Great question! Here’s what the article says:
Like all birds, ostriches eliminate waste through their cloaca – the single orifice where reproductive and excretory tracts end. But while many birds combine their dark-colored solid waste with white, semi-solid uric acid into a single messy package, ostriches expel their fluid in an impressive stream before jettisoning their feces. This method, Fernandes and coauthors concluded, could explain the traces of “an abundant falling stream of fluid” they found among the dinosaur trackways.
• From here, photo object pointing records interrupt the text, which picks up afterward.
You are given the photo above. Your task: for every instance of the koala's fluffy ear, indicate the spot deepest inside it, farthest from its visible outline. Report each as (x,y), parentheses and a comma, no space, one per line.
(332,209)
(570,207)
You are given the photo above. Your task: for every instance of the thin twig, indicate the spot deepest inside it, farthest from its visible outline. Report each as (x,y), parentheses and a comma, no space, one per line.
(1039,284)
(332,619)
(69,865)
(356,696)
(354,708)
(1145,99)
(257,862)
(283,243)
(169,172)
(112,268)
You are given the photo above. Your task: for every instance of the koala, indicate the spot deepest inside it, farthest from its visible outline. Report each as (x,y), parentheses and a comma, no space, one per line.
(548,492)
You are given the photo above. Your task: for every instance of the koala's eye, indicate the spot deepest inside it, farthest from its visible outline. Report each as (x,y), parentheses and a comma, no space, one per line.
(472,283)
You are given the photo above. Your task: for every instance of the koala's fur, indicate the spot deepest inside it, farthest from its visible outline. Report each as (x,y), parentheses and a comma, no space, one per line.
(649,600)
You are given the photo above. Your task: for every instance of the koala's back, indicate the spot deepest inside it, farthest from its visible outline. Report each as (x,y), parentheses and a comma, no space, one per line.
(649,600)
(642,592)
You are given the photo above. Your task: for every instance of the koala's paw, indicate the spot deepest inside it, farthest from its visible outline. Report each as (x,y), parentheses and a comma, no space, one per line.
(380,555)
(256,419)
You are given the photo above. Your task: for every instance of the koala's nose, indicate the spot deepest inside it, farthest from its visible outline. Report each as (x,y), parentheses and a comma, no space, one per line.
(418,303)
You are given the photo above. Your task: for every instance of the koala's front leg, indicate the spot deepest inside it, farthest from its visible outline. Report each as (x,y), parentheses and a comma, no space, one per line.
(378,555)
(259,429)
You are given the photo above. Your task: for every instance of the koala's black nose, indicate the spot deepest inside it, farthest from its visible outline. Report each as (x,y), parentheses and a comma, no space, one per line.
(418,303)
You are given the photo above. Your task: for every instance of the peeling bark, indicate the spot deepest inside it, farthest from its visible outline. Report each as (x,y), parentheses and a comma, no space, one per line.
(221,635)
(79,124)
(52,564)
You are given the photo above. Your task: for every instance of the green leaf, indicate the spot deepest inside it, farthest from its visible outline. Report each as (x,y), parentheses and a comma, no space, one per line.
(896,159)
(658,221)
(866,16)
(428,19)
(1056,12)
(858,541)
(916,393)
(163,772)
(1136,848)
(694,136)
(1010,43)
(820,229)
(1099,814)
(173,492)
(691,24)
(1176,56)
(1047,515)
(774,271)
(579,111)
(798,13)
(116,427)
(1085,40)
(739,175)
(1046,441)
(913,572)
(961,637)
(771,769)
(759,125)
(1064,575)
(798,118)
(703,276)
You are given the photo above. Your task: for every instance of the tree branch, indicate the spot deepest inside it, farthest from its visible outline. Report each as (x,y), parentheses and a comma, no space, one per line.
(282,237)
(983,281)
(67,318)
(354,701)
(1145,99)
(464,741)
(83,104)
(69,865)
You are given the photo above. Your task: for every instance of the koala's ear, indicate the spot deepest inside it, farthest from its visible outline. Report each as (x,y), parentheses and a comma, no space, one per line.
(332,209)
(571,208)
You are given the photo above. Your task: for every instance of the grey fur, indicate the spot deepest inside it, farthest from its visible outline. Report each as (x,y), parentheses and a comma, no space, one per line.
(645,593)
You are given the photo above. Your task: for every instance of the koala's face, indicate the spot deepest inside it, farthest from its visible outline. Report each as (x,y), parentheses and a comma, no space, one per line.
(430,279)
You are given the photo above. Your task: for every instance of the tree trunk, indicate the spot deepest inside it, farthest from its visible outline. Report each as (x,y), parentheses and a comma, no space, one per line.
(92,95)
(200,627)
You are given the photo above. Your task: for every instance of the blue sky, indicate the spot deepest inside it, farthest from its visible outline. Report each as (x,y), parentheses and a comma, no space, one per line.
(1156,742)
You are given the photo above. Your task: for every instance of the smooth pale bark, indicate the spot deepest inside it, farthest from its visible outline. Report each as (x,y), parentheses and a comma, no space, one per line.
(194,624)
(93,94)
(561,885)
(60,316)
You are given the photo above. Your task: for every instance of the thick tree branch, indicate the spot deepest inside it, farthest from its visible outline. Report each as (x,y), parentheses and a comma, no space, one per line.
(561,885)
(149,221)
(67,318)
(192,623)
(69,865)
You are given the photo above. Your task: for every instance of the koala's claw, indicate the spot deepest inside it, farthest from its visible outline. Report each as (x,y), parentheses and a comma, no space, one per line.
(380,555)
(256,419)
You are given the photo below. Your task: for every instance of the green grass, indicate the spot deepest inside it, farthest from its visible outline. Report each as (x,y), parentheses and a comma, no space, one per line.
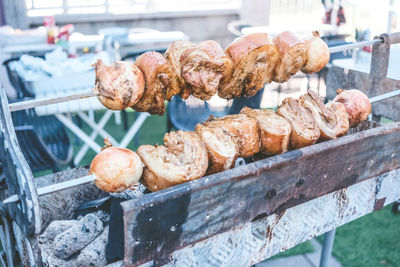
(373,240)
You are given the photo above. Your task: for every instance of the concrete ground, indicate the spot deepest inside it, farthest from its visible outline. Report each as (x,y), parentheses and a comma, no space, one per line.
(303,260)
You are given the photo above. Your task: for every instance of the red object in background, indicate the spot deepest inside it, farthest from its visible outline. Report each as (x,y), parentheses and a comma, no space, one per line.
(65,32)
(367,49)
(50,24)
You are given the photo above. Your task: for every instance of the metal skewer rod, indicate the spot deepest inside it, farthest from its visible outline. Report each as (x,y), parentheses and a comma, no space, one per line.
(47,101)
(54,100)
(56,187)
(340,48)
(90,178)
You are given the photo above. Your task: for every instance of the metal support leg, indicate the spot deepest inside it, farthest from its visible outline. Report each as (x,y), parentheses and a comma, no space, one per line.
(327,248)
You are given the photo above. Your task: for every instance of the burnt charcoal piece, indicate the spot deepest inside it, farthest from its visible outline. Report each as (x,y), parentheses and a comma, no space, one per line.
(77,237)
(95,253)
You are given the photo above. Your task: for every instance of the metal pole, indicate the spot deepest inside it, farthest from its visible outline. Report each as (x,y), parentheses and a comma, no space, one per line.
(327,248)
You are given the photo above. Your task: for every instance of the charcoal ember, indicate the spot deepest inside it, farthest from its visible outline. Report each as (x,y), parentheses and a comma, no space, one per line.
(55,228)
(103,216)
(94,254)
(77,237)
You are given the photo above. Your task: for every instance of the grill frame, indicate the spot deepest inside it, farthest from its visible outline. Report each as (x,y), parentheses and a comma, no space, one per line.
(27,215)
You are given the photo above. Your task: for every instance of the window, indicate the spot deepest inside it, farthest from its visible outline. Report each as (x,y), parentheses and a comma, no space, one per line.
(114,7)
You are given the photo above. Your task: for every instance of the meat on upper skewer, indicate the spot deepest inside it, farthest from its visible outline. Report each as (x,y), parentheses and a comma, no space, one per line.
(274,130)
(119,85)
(162,82)
(198,70)
(215,144)
(332,118)
(182,158)
(317,55)
(305,131)
(242,128)
(292,55)
(222,148)
(216,51)
(254,57)
(202,70)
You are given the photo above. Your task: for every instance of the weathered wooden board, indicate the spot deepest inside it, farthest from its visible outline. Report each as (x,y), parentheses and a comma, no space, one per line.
(263,238)
(373,83)
(162,222)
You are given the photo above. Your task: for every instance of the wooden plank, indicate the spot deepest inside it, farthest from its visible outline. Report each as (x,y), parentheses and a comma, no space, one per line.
(162,222)
(266,237)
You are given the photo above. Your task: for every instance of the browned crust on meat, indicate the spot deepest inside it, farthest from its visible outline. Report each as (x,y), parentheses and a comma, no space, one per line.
(274,130)
(200,73)
(119,85)
(243,129)
(161,83)
(332,119)
(222,148)
(182,158)
(305,131)
(255,59)
(293,54)
(216,51)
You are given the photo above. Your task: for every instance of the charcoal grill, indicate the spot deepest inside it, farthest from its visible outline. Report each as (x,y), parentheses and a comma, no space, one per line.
(233,218)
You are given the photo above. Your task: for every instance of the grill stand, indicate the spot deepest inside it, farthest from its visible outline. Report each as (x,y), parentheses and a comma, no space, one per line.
(238,217)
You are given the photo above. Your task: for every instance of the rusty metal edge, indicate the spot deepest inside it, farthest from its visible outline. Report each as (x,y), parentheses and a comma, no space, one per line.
(253,168)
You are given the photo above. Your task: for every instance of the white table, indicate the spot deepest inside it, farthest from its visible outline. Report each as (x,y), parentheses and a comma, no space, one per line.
(361,61)
(83,108)
(324,29)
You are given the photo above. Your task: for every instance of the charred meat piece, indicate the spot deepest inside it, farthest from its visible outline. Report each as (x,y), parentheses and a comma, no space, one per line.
(216,51)
(242,128)
(119,85)
(198,70)
(222,148)
(162,82)
(182,158)
(317,54)
(305,130)
(293,54)
(274,130)
(254,58)
(357,105)
(332,118)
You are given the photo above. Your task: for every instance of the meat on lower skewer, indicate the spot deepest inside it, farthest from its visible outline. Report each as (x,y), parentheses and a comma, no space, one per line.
(119,85)
(292,55)
(222,148)
(116,169)
(274,130)
(200,72)
(162,82)
(332,118)
(216,51)
(254,57)
(242,128)
(305,131)
(182,158)
(215,144)
(357,105)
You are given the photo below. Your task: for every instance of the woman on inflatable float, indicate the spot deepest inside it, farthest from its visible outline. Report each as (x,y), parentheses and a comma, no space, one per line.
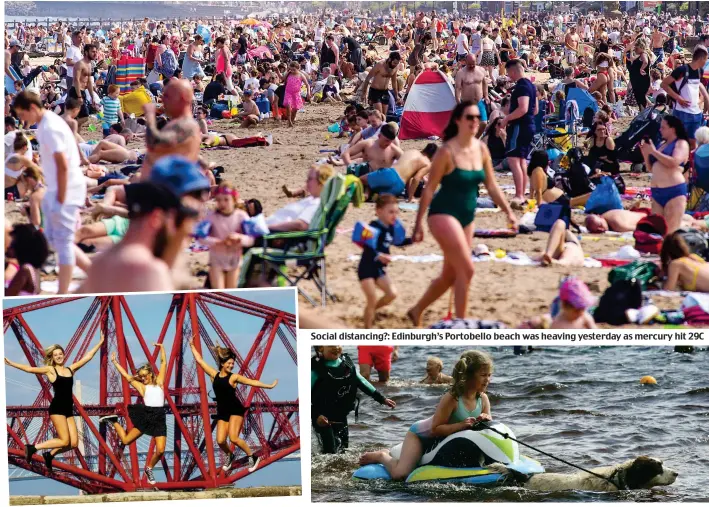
(460,409)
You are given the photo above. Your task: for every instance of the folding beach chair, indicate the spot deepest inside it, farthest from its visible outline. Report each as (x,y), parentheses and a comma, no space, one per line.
(304,251)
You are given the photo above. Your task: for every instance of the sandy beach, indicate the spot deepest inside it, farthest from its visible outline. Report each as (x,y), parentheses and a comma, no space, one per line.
(499,291)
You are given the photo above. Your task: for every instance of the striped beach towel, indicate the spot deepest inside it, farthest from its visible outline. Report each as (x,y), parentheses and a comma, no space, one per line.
(129,69)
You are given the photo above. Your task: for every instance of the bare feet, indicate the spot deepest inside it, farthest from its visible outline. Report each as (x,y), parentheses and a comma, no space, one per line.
(371,457)
(414,317)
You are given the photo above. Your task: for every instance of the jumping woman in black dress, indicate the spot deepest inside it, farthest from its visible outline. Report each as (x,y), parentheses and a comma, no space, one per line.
(61,409)
(148,418)
(230,411)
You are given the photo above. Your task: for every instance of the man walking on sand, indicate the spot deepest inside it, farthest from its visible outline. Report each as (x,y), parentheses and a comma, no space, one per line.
(63,178)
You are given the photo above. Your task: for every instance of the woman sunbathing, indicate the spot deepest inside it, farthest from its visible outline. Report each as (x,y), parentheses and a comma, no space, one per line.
(563,248)
(112,153)
(683,268)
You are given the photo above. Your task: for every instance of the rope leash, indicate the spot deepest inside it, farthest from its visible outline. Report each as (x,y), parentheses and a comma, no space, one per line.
(507,436)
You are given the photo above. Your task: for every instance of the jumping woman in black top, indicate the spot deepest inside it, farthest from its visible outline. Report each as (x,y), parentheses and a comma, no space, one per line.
(230,411)
(61,409)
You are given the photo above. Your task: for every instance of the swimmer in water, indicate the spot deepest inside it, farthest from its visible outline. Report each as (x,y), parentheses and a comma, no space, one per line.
(434,372)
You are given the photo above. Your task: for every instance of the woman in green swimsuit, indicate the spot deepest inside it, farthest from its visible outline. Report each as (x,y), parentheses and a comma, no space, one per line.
(452,210)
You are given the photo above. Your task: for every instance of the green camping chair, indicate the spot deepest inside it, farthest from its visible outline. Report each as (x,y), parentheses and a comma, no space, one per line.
(305,251)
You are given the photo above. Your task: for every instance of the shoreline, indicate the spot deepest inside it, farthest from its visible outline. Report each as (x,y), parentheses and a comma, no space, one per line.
(150,495)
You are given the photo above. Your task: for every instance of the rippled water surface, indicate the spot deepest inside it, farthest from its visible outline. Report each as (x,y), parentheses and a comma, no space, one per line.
(585,405)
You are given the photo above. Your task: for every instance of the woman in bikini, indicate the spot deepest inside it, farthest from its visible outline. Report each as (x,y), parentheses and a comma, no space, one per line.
(452,210)
(563,248)
(148,418)
(230,411)
(684,269)
(112,153)
(668,186)
(61,408)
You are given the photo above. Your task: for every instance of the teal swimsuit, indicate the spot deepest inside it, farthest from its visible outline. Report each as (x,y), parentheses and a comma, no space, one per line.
(458,195)
(423,428)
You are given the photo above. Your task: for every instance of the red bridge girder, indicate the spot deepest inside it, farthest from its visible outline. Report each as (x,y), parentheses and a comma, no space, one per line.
(196,459)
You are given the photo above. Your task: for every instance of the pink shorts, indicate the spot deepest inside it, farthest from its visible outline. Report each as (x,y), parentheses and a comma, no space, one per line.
(378,356)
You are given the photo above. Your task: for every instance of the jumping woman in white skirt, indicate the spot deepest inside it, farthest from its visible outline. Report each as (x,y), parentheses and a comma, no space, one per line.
(148,418)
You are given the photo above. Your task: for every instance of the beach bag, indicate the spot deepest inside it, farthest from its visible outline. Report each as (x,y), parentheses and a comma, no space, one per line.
(549,213)
(616,300)
(153,76)
(649,234)
(605,197)
(644,272)
(696,241)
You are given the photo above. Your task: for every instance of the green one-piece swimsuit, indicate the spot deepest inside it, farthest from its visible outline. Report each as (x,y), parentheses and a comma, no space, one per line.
(458,195)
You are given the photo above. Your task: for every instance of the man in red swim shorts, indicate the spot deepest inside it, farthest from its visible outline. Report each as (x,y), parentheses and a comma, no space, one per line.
(378,356)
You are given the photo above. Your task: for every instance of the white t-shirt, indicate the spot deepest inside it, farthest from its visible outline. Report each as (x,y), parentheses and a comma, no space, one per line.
(75,54)
(10,141)
(302,210)
(475,42)
(460,44)
(55,136)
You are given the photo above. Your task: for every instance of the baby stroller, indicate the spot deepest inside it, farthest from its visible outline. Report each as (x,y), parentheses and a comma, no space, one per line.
(645,126)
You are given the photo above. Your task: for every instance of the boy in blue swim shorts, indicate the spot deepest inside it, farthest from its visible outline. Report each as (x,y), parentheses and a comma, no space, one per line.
(370,271)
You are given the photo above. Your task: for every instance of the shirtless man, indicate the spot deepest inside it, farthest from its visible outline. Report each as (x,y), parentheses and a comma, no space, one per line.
(380,153)
(83,86)
(471,84)
(251,115)
(413,166)
(379,76)
(602,83)
(571,43)
(180,136)
(163,213)
(658,39)
(621,220)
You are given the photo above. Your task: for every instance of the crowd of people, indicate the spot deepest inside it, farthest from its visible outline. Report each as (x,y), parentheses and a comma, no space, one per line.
(156,198)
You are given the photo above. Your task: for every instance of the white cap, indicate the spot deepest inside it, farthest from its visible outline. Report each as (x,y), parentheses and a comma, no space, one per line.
(480,250)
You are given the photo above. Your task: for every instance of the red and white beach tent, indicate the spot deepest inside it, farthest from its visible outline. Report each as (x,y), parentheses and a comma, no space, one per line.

While no one has described a fossil of a non-avian dinosaur’s cloaca just yet, we can be confident that dinosaurs had such an arrangement. Both living dinosaurs (birds) and the closest living relatives of all dinosaurs (crocodylians) have cloacae, and so it’s highly likely that non-avian dinosaurs shared this trait. The question is whether non-avian dinosaurs expelled their solid and semi-solid waste together, like many birds, or they urinated and defecated separately as ostriches and crocodylians can.
Did you read the linked article? What I took from it was that non-avian dinosaurs very probably had a cloaca like all their closest living relatives, but may have been able (at least some of them) to urinate and defecate at separate times, as ostriches do. In internal plumbing seems to be mostly the same, with intestinal, reproductive, and urinary tracts.
TIL that Maggie has a 10x5 foot bathtub.
That’s interesting. I would have guessed solids first, then flush with liquids. But I suppose the ostrichs’ fluids are used as lubricant. Who’d guessed?
Right up until today, never in my 68 years of life had I given even the slightest thought about dinosaur dribbles. My ignorance is shameful but somehow I’ll bear it. Sweet Jesus what other discoveries await me. So much to learn, so little time.
“Don’t Stand Behind the Sauropod” needs to be a folk song.
New Grindcore band.
This has me wondering if any interesting ecology happened to spring up in the, er, wake of what sauropods left behind. It may have depended on how long the temporary ponds they created lasted, but I’d be really curious to see how they left their mark on the landscape.
This sounds like a job for Paul and Storm, if you ask me.